What does this have to do with the Journal? Murdoch is on record as having disliked the paper’s front-page story about his wife in 2000.
Shafer wrote, “The mogul is obviously still sensitive about his latest bride. Rupert-watchers in Australia and the United Kingdom speculate that Murdoch may have played a role in the recent spiking of a 10,000-word-plus Deng profile. (Crikey.com broke the story.) Written by Fortune magazine contributor Eric Ellis, the profile was commissioned by Good Weekend, the Saturday magazine Fairfax Media inserts inside its Melbourne and Sydney dailies. At the time the spike was delivered, Murdoch’s News Corp. owned 7.5 percent of Fairfax, which raises the question: Is Rupert the sort of guy who would kill a critical story about his wife? If so, is he the sort of guy we want to own the Wall Street Journal?

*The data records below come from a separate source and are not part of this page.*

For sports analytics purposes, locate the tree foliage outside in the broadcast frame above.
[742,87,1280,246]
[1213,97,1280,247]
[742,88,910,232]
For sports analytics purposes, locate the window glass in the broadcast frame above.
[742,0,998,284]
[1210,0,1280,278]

“The Financial Times reported April 24 that ‘after the [Deng] story landed and was much praised by editors for the quality of its research, a sudden decision was made last week not to run it.’ Journalists at The Age, the Fairfax paper in Melbourne, demanded to know whether the piece had been pulled on editorial grounds or as a result of boardroom machinations, i.e., Murdoch intervention. Whatever happened, Murdoch couldn’t have been very happy. Just days later, News Corp. sold its Fairfax stake.”